El bebé recién nacido no tiene una visión definida y sólo ve claro cuando estás a 20 o 30 centímetros de su cara. Poco a poco y, dependiendo de sus necesidades, irá desarrollando su vista a lo largo de toda su infancia por lo que su agudeza visual no pasa de 0 a 100 de un día para otro. Está comprobado que, hasta los seis años, los niños no alcanzan la totalidad de su visión.

De todos modos esto no significa que los niños no tengan problemas de vista desde el nacimiento. Por eso es importante que estemos atentos a las señales que, una mal visión, nos pueden ir mostrand. Lo ideal sería poder detectarlos con la mayor prontitud posible para así poder atajarlos y corregirlos. Aquí os dejamos algunos de los problemas más frecuentes.

  • Astigmatismo. Se produce porque la córnea tiene forma irregular. En los bebés pequeños es difícil detectarlo aunque si vemos que el niño gira la cabeza para ver algo es porque con una parte de la córnea enfoca mejor. También puede quejarse de ver borroso. El único tratamiento es el uso de gafas.
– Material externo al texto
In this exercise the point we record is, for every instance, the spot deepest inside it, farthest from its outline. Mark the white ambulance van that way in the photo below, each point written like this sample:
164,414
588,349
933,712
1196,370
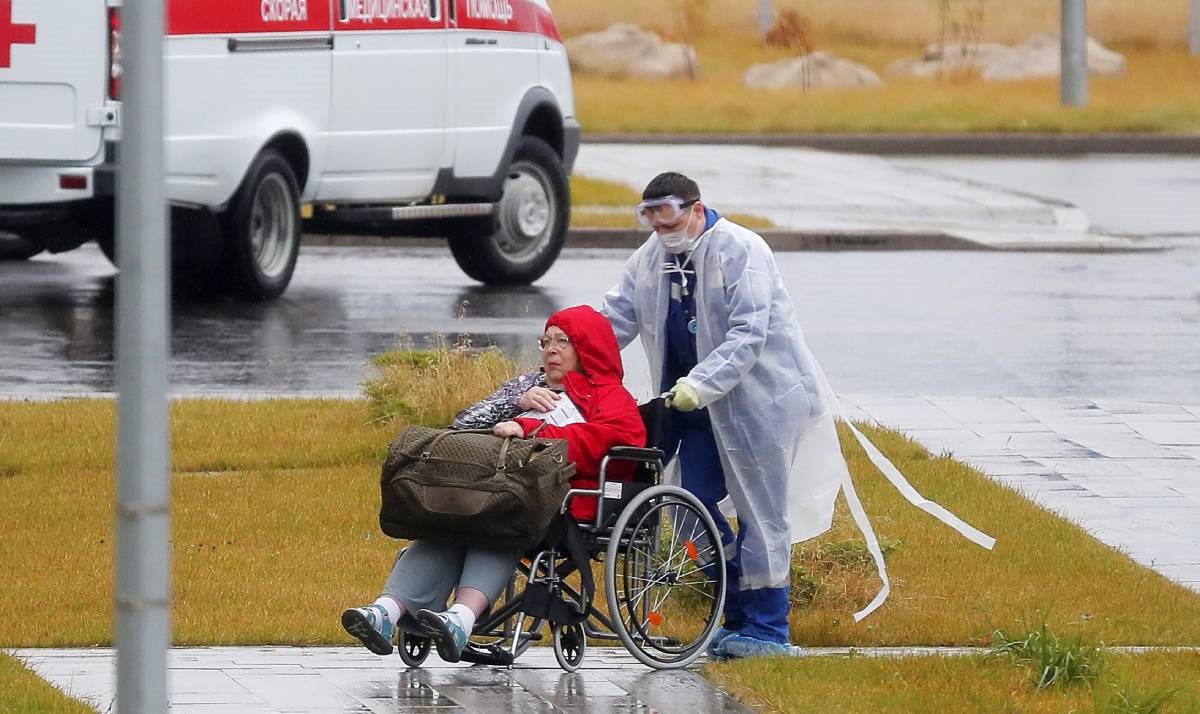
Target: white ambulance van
454,117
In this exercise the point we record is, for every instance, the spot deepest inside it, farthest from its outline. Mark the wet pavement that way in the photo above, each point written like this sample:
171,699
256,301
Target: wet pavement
1144,195
881,323
820,192
352,681
1072,376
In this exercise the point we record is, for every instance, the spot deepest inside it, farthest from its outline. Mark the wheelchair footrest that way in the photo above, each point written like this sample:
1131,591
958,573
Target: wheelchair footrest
486,654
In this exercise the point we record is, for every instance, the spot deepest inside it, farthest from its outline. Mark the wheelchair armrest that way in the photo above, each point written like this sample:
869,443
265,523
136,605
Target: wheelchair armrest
636,454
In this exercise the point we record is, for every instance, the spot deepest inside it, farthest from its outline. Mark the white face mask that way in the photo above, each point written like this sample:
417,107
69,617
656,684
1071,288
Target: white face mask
677,241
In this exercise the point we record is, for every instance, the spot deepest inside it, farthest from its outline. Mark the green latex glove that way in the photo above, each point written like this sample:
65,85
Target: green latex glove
683,397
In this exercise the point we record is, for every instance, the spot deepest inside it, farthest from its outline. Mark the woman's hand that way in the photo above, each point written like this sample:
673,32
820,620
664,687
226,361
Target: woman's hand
540,399
508,429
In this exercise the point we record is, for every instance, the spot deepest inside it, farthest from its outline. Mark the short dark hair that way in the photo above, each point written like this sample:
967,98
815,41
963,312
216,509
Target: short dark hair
671,184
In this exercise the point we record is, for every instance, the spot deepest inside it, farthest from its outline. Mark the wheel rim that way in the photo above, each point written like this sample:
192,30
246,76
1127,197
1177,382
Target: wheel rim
273,225
570,643
526,213
412,649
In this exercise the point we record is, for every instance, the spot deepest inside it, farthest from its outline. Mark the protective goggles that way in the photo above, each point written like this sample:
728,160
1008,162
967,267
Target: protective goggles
661,211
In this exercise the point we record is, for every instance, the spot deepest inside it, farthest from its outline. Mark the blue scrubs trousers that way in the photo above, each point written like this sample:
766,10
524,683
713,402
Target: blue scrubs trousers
760,613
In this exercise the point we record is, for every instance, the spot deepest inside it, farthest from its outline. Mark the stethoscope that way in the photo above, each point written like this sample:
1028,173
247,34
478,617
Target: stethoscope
675,265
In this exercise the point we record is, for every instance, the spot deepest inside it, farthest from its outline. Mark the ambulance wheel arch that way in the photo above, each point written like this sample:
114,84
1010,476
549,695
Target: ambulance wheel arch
525,234
262,222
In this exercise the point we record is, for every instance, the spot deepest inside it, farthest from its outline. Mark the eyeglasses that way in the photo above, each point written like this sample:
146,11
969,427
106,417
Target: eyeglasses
559,341
661,211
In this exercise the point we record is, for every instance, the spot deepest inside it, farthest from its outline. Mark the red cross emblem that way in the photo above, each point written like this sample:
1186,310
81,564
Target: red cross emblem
12,34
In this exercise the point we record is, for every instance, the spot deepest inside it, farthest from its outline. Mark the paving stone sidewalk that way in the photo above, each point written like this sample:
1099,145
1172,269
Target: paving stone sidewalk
1127,472
819,192
352,681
  • Ojo vago o ambliopía. Es importante detectarlo antes de los dos años ya que esa visión que pierde el niño ya no se recupera. El ojo vago comienza cuando un ojo, o los dos, pierden una importante parte de visión. El cerebro recibe las dos imágenes y, puesto que una de ellas no se ve bien, acaba rechazando la imagen que ese ojo le ofrece. Por eso es importante detectarlo con tiempo ya que hasta los tres años se puede reeducar el cerebro para ajustar la visión. Los signos para detectarlo son: tuerce un ojo en ciertas ocasiones o cierra los ojos para enfocar, le duele la cabeza o tiene tortícolis, inclina la cabeza a un lado para ver las cosas, hace guiños o se frota los ojos a menudo. El único tratamiento es llevar gafas o parches y seguir, cuidadosamente, las indicaciones del oftalmólogo.
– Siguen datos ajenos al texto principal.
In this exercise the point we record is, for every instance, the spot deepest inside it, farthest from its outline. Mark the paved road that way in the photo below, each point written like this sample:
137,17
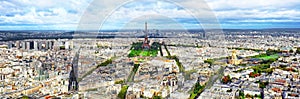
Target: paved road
73,76
214,78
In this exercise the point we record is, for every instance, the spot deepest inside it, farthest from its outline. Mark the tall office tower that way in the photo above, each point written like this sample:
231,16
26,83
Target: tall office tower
51,45
35,45
31,45
17,44
10,45
27,45
146,42
23,43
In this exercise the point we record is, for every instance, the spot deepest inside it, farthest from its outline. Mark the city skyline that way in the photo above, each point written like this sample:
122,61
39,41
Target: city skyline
55,15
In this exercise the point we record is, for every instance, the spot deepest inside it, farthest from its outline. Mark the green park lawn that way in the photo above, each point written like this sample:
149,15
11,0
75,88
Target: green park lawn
275,56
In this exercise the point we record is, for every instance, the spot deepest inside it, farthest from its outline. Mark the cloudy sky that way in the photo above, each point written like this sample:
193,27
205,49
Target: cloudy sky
67,14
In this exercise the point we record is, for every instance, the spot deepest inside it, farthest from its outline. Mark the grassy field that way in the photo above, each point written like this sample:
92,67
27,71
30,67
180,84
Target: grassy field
136,50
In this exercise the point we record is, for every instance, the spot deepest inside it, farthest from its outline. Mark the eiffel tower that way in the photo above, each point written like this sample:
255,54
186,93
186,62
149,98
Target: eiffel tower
146,45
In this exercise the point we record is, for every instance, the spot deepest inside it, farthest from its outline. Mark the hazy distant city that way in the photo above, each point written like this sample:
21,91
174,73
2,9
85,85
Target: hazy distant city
149,49
174,64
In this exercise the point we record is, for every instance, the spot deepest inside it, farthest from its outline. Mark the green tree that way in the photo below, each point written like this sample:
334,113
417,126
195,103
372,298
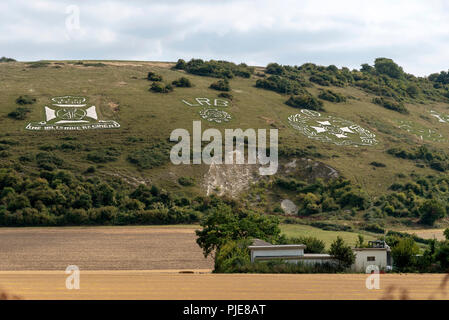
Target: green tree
404,253
446,233
342,252
388,67
360,243
442,256
221,225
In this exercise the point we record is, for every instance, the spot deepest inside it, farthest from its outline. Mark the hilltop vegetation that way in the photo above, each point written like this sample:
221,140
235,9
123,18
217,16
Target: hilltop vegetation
46,175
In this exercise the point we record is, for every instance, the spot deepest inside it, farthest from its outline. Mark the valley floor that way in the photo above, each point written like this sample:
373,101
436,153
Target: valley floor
171,285
166,263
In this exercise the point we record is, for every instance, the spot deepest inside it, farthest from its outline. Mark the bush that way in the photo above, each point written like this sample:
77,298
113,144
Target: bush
313,245
103,156
161,88
20,113
391,105
331,96
404,253
180,65
279,84
214,68
388,67
274,68
342,252
431,210
225,95
5,59
378,164
182,82
221,85
186,181
305,101
23,100
154,77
  • Estrabismo. Es cuando uno de los ojos, o los dos, se desvía de sus ejes oculares, es decir, la mirada no está alineada. En los bebés se puede confundir ya que se trata de un efecto óptico, de igual modo pasa con los niños orientales. El mejor para detectarlo es el pediatra.
  • La miopía y la hipermetropía se detectan en la edad escolar y, en ambos casos, la solución son las gafas.